Polygamous Mormon Sect Taken Back to Court

KINGMAN, Ariz. (CN) — Fundamentalist Mormons bowing to the imprisoned “prophet” Warren Jeffs use community property for secret meetings to banish members, reassign wives and children and defraud public assistance, a trust claims in court.

The United Effort Plan Trust sued the Fundamentalist Church of Jesus Christ of Latter-day Saints, Warren Jeffs and John Wayman, on March 9 in Mohave County Superior Court.

The 7-acre parcel, which includes a so-called community church and ample parking lot, is in Mohave County, in extreme northwest Arizona. Twin towns and their officials on the Arizona-Utah line — Colorado City, Arizona and Hildale, Utah — have been the subject of frequent litigation, including from the federal government, accusing the fundamentalist Mormon sect of using strong-arm, illegal tactics against nonmembers and apostates.

The sect established the United Effort Plan Trust in connection with the twin cities, founded in the 1930s. The towns’ properties and businesses were owned by the trust, which doled out sections for members to live on and develop.

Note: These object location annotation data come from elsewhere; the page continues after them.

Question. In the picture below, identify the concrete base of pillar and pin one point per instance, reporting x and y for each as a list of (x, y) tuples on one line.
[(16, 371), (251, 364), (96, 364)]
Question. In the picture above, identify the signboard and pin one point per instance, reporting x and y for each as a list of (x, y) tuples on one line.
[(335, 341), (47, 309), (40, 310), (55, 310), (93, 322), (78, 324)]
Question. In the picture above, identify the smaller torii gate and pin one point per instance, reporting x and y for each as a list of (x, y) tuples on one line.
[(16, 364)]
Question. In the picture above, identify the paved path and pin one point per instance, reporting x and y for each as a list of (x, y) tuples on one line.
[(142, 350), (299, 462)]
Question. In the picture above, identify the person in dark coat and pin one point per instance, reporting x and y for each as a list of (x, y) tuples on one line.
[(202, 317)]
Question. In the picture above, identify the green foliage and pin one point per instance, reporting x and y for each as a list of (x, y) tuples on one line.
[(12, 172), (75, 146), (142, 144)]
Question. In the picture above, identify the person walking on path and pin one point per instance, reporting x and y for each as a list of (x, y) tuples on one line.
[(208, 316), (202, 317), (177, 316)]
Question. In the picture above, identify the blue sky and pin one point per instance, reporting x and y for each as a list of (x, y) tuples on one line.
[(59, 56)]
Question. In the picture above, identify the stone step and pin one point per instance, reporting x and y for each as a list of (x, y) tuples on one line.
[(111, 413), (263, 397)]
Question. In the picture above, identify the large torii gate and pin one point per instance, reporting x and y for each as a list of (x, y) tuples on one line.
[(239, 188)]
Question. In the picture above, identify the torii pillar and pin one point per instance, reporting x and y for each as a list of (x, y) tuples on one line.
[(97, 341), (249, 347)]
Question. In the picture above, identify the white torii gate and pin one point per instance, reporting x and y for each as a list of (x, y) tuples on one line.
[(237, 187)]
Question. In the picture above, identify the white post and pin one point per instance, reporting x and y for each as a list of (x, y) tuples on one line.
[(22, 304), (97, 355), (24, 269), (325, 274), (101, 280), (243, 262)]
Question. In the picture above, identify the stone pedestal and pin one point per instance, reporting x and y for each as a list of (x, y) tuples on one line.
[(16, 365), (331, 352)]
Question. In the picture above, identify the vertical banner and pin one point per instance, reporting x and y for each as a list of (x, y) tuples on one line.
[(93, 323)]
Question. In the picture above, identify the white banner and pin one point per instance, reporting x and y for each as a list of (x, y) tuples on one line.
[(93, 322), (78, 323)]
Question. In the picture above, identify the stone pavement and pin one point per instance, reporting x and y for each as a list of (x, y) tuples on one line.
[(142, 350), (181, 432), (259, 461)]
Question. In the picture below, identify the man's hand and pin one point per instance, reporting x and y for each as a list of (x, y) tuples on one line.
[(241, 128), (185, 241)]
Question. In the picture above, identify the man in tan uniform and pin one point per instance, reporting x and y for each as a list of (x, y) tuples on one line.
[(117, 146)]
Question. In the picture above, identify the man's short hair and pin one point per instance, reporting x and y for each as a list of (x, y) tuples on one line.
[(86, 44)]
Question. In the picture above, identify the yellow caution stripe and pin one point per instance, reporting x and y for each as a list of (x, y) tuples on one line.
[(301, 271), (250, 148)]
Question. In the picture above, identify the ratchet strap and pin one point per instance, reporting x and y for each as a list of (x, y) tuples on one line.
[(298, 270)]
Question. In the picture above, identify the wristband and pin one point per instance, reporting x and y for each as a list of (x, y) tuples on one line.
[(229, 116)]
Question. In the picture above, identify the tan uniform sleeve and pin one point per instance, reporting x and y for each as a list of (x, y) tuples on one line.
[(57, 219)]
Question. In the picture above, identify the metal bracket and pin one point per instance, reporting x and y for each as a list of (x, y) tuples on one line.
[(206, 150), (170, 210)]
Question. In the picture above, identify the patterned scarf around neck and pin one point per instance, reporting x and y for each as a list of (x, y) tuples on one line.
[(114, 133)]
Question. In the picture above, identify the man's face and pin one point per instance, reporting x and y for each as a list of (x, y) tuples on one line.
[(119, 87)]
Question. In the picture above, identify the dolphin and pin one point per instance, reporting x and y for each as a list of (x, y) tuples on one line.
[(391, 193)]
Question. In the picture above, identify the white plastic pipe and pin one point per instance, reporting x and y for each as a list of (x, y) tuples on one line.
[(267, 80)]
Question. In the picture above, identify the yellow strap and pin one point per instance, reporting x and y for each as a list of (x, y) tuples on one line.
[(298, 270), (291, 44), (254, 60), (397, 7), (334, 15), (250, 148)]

The United Effort Plan Trust executed a notice of dedication to religious use for the property in question, in 1988.

Utah took over the trust in 2005. Trust fiduciary Bruce Wisan, an accountant, was charged with overseeing and administering the $110 million trust’s assets.

The sect’s now-incarcerated leader, Warren Jeffs, was placed on the FBI’s Most Wanted list in 2006, after he fled Utah to avoid prosecution. He was arrested in Nevada and extradited to Utah, where he was charged with raping girls he called his “spiritual wives.” He was convicted in 2007, and sentenced to 10 years to life, but the convictions were reversed by the Utah Supreme Court in 2010 on erroneous jury instructions. He was extradited to Texas, where he was convicted of sexual assault and aggravated sexual assault of children at an FLDS ranch there. He is serving a life sentence plus 20 years in Texas, but is believed to still head the polygamous sect from prison.

His sect’s members began fighting for the trust – which includes more than 700 houses, farms, dairies and other businesses – in 2008. But the 10th Circuit ruled in 2012 that the trust should remain under the control of the state.

Documents now list the polygamous sect as property owner, the trust’s 12-page lawsuit states, though the notice was not intended as a deed to convey ownership and solely provided the church with exclusive use of the property for religious activities.

A 12-foot brick wall with a locked gate now stands around the property, the complaint states, and funerals and community programs are no longer held at the site.

The trust says that those actions were taken at Jeffs’ command.

“FLDS Church leaders to whom Warren Jeffs has delegated authority meet at the property to do such things as: excommunicate fathers and others from the Church without cause, break up families by assigning, and in many instances reassigning, wives and children to different men, send members of the community on repentance missions, and repeatedly interview and rebaptize members who have called out of favor with the ever evolving leadership,” according to the complaint.

Eleven leaders of the sect were separately charged in February 2016 with scheming to defraud public assistance programs, stemming from meetings at the property.

FLDS leaders “continue to meet there,” the new lawsuit states.

The Department of Justice claimed in 2012 that the sect controlled the area’s police force and ostracized nonmembers.

Dozens of former sect members claimed in 2016 that Jeffs and a law firm conspired to enforce underage marriages and child labor.

Neither party to the new lawsuit could be reached for comment Monday.

The trust seeks ownership of the property, in fee simple.

It is represented by Jason Dixon of Hildale.